OTOH, escape sequences of the form `\d834\df06 ` (broken up in UTF-16 code units) do work in WebKit (although I cannot find any mention of these in the spec).
Side note: Gecko is the only engine that doesn’t support escape sequences of the form `\d834\df06 `. See https://bugzilla.mozilla.org/show_bug.cgi?id=717529.
Related issue: WebKit discards the entire declaration when a surrogate pair in the wrong order is used. http://jsfiddle.net/mathias/wvPdr/ Gecko, Opera and IE treat a surrogate pair in the wrong order as invalid and replace it with two U+FFFD characters. This seems like the most sensible thing to do.
Also see: http://lists.w3.org/Archives/Public/www-style/2012Jan/thread.html#msg536
The main issue reported here is already tracked as bug 74815. Let's use this bug for surrogates issues only.
As per http://lists.w3.org/Archives/Public/www-style/2012Feb/0006.html, the surrogate pair syntax for CSS escape sequences should NOT be supported. It should be removed from WebKit as soon as bug 74815 is fixed.
Created attachment 128232 [details]
CSS unicode patch
I have a draft solution of the problem which uses surrogate pairs.
What do you think about it?
Please don't use custom written arithmetics for UTF-16. There are macros for this in ICU, and we have versions of these for platforms that don't have ICU in wtf/unicode/UnicodeMacrosFromICU.h.
The most important part of this fix will be adding test cases, and making sure that all the changes agree with what other browsers do. For example, how should "\110000" be handled (the spec says "MAY", which is unhelpful)?
(In reply to comment #6)
> The most important part of this fix will be adding test cases, and making sure that all the changes agree with what other browsers do. For example, how should "\110000" be handled (the spec says "MAY", which is unhelpful)?
See this thread: http://lists.w3.org/Archives/Public/www-style/2012Jan/thread.html#msg536 The consensus was that UAs that don’t follow the spec in this regard are buggy and should be fixed.
This e-mail thread is a great source of ideas for tests.
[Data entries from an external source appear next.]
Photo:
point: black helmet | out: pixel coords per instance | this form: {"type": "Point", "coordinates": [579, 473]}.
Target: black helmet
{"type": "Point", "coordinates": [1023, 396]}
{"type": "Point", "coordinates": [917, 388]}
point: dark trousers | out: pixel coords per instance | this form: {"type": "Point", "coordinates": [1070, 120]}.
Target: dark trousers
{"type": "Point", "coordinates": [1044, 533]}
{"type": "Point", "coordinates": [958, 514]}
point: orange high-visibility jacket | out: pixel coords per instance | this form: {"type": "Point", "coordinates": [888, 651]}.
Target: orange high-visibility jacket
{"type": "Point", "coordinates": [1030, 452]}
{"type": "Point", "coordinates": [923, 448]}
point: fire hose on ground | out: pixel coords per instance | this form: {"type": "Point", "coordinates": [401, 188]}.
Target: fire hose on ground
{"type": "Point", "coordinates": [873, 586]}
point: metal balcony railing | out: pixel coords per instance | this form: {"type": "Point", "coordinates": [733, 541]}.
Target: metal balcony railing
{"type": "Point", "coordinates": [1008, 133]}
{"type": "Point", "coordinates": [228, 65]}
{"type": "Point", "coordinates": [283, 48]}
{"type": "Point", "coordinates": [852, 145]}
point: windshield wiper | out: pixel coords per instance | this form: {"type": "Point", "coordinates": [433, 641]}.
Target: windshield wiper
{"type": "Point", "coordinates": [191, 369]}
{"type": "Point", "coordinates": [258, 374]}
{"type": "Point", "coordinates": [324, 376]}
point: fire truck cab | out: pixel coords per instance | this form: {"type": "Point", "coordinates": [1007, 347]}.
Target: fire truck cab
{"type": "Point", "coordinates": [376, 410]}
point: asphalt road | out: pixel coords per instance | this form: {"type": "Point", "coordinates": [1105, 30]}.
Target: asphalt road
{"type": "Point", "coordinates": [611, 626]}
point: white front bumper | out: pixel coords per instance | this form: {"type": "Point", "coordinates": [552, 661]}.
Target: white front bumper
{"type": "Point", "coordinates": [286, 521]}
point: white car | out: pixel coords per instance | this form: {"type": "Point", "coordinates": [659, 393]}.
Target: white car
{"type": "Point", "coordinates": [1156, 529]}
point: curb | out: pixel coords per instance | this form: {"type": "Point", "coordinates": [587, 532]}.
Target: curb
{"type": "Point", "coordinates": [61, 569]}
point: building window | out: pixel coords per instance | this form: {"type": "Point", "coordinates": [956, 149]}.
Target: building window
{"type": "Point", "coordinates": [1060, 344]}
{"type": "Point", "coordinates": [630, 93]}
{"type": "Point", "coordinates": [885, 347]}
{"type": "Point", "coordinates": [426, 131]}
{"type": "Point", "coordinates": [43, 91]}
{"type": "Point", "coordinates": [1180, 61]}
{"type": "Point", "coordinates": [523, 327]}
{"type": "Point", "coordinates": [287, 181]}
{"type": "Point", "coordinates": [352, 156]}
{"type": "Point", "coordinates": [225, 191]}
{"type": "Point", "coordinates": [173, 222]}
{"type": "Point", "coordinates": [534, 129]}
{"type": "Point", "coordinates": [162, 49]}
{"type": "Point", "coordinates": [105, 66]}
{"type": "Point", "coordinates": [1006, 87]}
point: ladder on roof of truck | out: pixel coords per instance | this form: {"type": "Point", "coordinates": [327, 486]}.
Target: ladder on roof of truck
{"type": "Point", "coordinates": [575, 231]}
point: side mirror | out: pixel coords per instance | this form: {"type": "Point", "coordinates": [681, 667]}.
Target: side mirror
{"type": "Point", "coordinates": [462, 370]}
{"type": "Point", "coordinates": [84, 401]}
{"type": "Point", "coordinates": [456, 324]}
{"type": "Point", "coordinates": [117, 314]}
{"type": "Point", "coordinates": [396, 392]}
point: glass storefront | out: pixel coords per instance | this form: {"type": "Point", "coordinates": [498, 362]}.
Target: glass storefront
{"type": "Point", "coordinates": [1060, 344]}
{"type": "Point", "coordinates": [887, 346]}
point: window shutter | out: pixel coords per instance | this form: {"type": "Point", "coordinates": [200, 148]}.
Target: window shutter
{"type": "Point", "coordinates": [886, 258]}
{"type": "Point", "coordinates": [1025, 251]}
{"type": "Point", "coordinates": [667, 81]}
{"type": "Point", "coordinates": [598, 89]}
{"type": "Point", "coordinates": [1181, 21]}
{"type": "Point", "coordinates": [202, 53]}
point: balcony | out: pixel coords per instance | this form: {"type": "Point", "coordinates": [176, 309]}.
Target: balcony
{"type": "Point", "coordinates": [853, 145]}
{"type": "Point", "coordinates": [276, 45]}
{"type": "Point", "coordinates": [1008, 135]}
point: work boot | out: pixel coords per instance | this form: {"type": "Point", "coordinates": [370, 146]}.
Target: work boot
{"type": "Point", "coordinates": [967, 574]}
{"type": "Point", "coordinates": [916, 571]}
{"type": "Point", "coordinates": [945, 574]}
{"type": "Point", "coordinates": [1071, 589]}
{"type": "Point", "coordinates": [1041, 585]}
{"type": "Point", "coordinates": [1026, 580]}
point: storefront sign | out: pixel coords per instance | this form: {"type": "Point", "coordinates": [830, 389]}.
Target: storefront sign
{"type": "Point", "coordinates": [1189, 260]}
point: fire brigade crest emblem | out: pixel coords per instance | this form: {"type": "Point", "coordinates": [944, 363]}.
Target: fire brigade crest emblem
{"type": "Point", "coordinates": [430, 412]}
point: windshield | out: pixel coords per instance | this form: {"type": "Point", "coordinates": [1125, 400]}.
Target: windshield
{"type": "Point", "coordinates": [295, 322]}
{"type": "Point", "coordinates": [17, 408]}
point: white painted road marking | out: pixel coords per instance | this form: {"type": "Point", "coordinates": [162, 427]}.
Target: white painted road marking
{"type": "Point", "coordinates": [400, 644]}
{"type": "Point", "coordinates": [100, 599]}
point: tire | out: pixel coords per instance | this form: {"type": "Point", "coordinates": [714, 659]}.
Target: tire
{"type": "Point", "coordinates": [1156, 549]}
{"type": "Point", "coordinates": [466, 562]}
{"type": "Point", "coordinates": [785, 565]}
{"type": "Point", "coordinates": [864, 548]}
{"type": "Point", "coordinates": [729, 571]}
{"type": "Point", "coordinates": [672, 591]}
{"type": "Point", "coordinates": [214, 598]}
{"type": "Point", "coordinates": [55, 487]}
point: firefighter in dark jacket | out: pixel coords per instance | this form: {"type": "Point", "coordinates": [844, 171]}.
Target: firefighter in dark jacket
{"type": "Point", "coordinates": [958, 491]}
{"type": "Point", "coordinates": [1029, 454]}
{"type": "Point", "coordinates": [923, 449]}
Created attachment 129463 [details]
Comment on attachment 129463 [details]
Attachment 129463 [details] did not pass qt-ews (qt):
Created attachment 131605 [details]
I have made some corrections on my patch; now it builds on Qt 4.8.
Since a couple of weeks passed since I uploaded my latest patch, it is going to be obsolete soon. Before that, I would like to know if it's correct or not. Could you guys take a look at it please? Thanks for advance: Szilárd.
The patch looks reasonable to me at cursory reading.
Comment on attachment 131605 [details]
View in context: https://bugs.webkit.org/attachment.cgi?id=131605&action=review
> + // Lead/High surrogate character
This comment looks useless.
> + *result = U16_LEAD(unicode);
> + ++result;
We can write this as: *result++ = U16_LEAD(unicode);
> + // Trail/Low surrogate character
This comment looks useless.
Created attachment 138091 [details]
Thank you for your suggestions and your ideas, and I fixed the patch also.
Comment on attachment 138091 [details]
Clearing flags on attachment: 138091
Committed r114876: <http://trac.webkit.org/changeset/114876>
All reviewed patches have been landed. Closing bug.